Come Fiom di Padova condanniamo senza se e senza ma quello che è accaduto la notte fra domenica e lunedì al Campus Kidane di Padova dove, approfittando dell'assenza degli 11 ospiti e dei loro educatori, che in questi giorni sono fuori per una breve vacanza, qualcuno è entrato nella struttura con il preciso intento di far danno e intimidire ragazzi e operatori rompendo le porte, sfasciando il mobilio, rovesciando a terra oggetti, vestiti, cibo, detersivi e bevande e rubando solo due computer e distruggendo la documentazione dei giovani ospiti contenuta in due faldoni.

Nel Campus Kidane di Padova, una delle strutture gestite da don Luca Favarin, presidente della cooperativa Percorso Vita, infatti, vivono giovanissimi stranieri salvati dalla strada e dal racket della droga. Proprio per questo il primo pensiero è che questa sia un’azione intimidatoria contro questo tipo di realtà che tolgono manodopera a basso costo per furti e spaccio.

“La nostra città è e sarà sempre luogo della cultura, della solidarietà e dell’accoglienza! Padova ha l’unica università italiana medaglia d’oro della resistenza contro il nazifascismo ed è sempre stata in prima linea contro i soprusi vigliacchi. Soprusi contro i quali i metalmeccanici vigilano e vigileranno sempre con ogni mezzo. Chi mette a repentaglio progetti come quello di don Luca Favarin tocca anche la Fiom ed i metalmeccanici. Pe questi motivi siamo pronti, se ci fosse bisogno, ad aiutare i ragazzi nella sistemazione del Campus Kidane. Tutta la nostra solidarietà e il nostro sostegno vanno a don Luca, ai lavoratori della cooperativa Percorso vita e ai migranti che cercano, attraverso questa realtà, di ricostruirsi una vita nel nostro Paese, uscendo dalle persecuzioni, dallo sfruttamento e dalla schiavitù.” Ha dichiarato Loris Scarpa, segretario generale della Fiom di Padova.

La solidarietà della Cgil di Padova a Don Luca Favarin

Raid contro il Campus Kidane di Don Luca Favarin

Cgil Padova: “Solidarietà a Don Luca Favarin e netta condanna del gesto intimidatorio contro la comunità dei minori: necessario fare piena chiarezza su quanto accaduto”

“L’accoglienza va sempre difesa. Quanto accaduto è un brutto segnale. Necessario che tutti facciano la loro parte per difendere esperienze di integrazione e liberazione come quelle promosse da Don Luca Favarin. Europa e Italia per questo tema fanno ancora troppo poco”

Non si fa attendere la reazione della Cgil di Padova dopo il raid che ha messo a soqquadro il Campus Kidane destinato, da Don Luca Favarin e dalla Cooperativa Percorso Vita, a progetti di integrazione per minori stranieri, spesso vittime del racket della prostituzione, dello spaccio e dei furti.

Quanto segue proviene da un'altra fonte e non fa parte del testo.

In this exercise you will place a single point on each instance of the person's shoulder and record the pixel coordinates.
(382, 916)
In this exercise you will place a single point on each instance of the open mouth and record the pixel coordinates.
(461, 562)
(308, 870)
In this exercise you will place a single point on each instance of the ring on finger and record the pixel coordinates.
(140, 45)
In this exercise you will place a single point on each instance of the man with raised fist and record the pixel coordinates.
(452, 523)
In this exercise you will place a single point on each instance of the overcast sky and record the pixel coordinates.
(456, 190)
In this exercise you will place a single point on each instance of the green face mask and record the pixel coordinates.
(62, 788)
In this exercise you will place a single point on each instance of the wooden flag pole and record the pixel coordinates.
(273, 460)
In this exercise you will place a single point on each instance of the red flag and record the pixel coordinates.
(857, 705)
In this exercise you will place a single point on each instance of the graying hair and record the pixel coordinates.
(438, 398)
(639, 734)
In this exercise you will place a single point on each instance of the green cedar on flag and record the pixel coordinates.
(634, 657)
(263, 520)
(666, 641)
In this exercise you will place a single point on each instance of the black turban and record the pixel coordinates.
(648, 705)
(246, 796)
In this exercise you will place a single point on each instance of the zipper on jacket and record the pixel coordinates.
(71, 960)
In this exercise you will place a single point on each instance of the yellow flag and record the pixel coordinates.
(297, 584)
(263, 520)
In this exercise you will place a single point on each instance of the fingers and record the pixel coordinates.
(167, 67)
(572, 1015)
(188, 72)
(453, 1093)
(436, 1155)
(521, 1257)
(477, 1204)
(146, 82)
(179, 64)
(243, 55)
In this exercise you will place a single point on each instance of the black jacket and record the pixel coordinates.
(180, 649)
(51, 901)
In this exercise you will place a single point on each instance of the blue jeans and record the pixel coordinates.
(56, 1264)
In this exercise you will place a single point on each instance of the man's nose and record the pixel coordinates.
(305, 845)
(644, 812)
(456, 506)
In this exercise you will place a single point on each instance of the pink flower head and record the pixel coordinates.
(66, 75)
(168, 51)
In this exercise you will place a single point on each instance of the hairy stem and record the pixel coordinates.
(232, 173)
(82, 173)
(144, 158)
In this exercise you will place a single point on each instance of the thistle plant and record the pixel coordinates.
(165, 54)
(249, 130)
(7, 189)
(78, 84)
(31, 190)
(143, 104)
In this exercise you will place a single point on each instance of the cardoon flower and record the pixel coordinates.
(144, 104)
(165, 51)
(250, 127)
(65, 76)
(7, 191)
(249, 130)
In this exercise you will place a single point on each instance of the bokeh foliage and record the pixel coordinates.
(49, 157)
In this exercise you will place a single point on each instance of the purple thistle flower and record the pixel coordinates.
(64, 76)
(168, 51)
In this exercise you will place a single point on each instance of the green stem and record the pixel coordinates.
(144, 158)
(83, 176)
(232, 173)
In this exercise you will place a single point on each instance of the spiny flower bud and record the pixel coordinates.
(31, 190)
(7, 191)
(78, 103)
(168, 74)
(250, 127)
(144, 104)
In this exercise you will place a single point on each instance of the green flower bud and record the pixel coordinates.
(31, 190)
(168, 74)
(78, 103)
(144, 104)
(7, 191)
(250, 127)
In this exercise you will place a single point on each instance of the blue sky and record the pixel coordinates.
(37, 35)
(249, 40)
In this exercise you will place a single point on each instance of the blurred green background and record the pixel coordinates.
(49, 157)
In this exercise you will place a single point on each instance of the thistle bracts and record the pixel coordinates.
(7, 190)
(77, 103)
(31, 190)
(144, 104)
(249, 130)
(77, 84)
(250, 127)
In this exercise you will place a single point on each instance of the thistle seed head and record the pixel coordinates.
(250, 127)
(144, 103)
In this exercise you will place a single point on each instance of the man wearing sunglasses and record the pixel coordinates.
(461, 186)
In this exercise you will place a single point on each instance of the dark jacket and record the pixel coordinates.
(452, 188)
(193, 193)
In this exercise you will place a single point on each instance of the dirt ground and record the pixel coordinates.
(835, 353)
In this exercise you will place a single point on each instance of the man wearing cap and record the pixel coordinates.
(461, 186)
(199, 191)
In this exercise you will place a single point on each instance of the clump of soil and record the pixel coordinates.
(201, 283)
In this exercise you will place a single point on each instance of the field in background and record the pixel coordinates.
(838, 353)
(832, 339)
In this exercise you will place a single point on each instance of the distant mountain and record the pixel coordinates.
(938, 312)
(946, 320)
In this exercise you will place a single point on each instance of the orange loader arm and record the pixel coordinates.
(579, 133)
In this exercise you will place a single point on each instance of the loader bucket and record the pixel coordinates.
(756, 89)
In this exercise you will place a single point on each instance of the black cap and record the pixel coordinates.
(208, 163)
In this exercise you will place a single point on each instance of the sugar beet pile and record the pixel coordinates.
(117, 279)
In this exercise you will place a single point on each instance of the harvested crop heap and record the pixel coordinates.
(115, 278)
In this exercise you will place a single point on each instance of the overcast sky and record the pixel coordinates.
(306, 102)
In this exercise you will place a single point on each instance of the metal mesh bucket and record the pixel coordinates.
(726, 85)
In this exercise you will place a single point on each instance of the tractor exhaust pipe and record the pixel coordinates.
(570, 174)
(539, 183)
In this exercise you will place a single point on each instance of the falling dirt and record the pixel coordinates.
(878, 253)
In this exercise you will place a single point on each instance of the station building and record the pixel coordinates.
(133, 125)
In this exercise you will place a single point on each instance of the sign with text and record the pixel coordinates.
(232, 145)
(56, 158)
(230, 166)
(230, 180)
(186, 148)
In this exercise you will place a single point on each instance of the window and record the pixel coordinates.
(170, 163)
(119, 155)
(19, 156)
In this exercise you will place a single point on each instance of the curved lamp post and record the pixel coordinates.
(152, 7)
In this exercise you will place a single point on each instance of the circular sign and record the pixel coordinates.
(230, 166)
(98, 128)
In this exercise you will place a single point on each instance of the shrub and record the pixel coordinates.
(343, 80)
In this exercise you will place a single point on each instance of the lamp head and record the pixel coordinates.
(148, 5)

“Quanto accaduto al Campus Kidane – dice Aldo Marturano, Segretario Generale della Cgil di Padova – è molto grave. Trovo doveroso esprimere innanzitutto la solidarietà della Cgil padovana a Don Luca Favarin, una persona da ringraziare quotidianamente per tutto quello che ha fatto e fa per centinaia di ragazze e ragazzi in progetti come quello che hanno voluto vigliaccamente colpire. In secondo luogo non si può che condannare nettamente questo gesto dal chiaro sapore intimidatorio: se il suo obiettivo era spaventare chi crede nell’integrazione, ebbene si sappia che ha fallito: oggi ci crediamo di più e siamo più che mai determinati a difendere questo tipo di esperienze”

“Bene ha fatto Don Favarin – prosegue il Segretario Generale della Cgil di Padova – a chiedere subito l'intervento della Polizia Scientifica: è necessario fare la massima chiarezza su quanto avvenuto e trovare al più presto i responsabili. Ma che sia il risultato di una premeditazione calcolata o il frutto avvelenato del clima d'odio che si respira nei confronti dei migranti, non cambia l’esecrabilità del gesto”.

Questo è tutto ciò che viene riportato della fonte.